Sustainability, and especially emissions reductions, will remain a key theme for the year(s) ahead. Australia and the world will continue to work on reducing greenhouse gas emissions. Supply chains are working on solutions, trials, and testing consumers’ willingness to pay. On-farm, most of the transitions are still to come, and more and more farmers seek to understand the emissions footprint of their operations and which changes to put in place.
New Zeeland
1) Central bank actions will flow through to the cost of funds. The current restrictive monetary policy settings might start to ease up later this year – but don’t be getting hopeful for a throw-back to post-GFC rate levels. Immense challenges remain for central bankers in developed countries when making calls to cut – or not to cut. Our view is that the Reserve Bank of New Zealand, in step with the US Federal Reserve, will hold off official cash rate cuts until 2H 2024 – and only then, cuts are still likely to only be modest. Still, wholesale interest rates have eased back since Christmas and are flowing through to retail: some good news for those with loans and mortgages.

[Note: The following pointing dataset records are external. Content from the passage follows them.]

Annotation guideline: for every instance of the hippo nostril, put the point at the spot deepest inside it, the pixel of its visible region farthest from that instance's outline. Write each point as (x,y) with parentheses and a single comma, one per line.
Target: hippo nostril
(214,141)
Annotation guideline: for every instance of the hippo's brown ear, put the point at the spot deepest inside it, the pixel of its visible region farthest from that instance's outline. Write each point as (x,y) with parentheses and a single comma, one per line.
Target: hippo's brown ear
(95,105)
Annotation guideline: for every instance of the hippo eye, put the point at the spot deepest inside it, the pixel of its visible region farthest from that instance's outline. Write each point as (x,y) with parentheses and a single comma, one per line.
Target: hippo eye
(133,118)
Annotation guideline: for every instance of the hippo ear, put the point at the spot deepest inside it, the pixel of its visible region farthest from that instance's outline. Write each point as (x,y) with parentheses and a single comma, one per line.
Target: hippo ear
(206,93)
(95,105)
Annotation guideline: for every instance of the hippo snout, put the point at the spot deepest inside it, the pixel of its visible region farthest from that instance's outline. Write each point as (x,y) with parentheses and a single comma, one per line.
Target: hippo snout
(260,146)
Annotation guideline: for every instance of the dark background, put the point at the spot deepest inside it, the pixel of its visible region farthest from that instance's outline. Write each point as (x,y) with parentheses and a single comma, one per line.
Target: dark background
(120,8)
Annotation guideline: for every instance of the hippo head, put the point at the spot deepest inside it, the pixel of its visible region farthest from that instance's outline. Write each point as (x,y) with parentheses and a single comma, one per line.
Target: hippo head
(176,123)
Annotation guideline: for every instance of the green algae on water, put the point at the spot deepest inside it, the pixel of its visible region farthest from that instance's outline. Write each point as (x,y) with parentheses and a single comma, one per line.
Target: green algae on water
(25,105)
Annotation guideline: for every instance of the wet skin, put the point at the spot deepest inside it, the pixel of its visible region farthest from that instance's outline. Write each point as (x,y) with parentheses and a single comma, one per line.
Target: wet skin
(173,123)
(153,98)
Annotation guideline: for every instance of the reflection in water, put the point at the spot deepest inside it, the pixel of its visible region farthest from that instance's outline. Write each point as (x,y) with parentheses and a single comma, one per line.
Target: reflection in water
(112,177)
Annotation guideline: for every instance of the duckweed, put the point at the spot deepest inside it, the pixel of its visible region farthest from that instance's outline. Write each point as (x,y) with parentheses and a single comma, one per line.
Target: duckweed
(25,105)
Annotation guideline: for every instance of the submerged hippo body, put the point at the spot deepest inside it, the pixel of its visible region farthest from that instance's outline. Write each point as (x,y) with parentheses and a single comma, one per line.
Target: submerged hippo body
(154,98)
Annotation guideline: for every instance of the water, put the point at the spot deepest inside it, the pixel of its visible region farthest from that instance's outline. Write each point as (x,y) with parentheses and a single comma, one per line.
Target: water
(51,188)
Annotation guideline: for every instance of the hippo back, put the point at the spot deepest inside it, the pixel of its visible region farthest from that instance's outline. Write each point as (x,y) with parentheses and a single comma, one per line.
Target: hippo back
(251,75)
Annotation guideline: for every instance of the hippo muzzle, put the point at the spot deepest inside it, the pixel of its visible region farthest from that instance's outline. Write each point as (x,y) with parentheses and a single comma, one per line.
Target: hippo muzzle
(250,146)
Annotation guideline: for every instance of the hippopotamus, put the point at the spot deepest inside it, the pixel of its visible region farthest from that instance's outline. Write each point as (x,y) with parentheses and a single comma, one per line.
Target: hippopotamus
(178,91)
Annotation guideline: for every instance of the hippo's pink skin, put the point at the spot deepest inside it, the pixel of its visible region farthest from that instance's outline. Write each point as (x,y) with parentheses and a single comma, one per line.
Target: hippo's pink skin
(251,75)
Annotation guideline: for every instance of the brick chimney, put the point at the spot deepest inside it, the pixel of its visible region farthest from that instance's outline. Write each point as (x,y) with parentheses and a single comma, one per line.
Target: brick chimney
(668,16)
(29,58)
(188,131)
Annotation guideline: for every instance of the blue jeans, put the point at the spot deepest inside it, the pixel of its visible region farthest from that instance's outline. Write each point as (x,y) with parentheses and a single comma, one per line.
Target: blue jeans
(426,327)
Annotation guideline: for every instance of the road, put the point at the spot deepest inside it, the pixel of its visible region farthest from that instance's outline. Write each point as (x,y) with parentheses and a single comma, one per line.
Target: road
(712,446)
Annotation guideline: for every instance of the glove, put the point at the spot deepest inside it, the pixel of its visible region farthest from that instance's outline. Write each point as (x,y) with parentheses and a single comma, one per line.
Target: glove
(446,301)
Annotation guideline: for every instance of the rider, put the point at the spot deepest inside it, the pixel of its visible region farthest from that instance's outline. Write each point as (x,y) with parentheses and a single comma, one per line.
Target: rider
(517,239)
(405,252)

2) China will chart a challenging course for exporters. Our key export market is likely to continue to have a slow economy this year. Property price pressures, weak consumer confidence, dwindling demographics, and lethargic global consumer demand for Chinese exports will all play a role here. This doesn’t bode well for strong commodity prices for New Zealand food and fibre export products heavily reliant on China.
3) Escalating geopolitical tensions and conflict could provide challenges all the way to New Zealand. The catch-all phrase “geopolitics” will permeate cross sectors and countries in 2024. While the war in Ukraine continues to drag on – with no quick end in sight – recent escalations in the Middle East, as well as continued concerning China-Taiwan relations, along with fresh worries for North Korea all add to the number of regions to keep abreast of. Markets, arguably, are still to price for this risk.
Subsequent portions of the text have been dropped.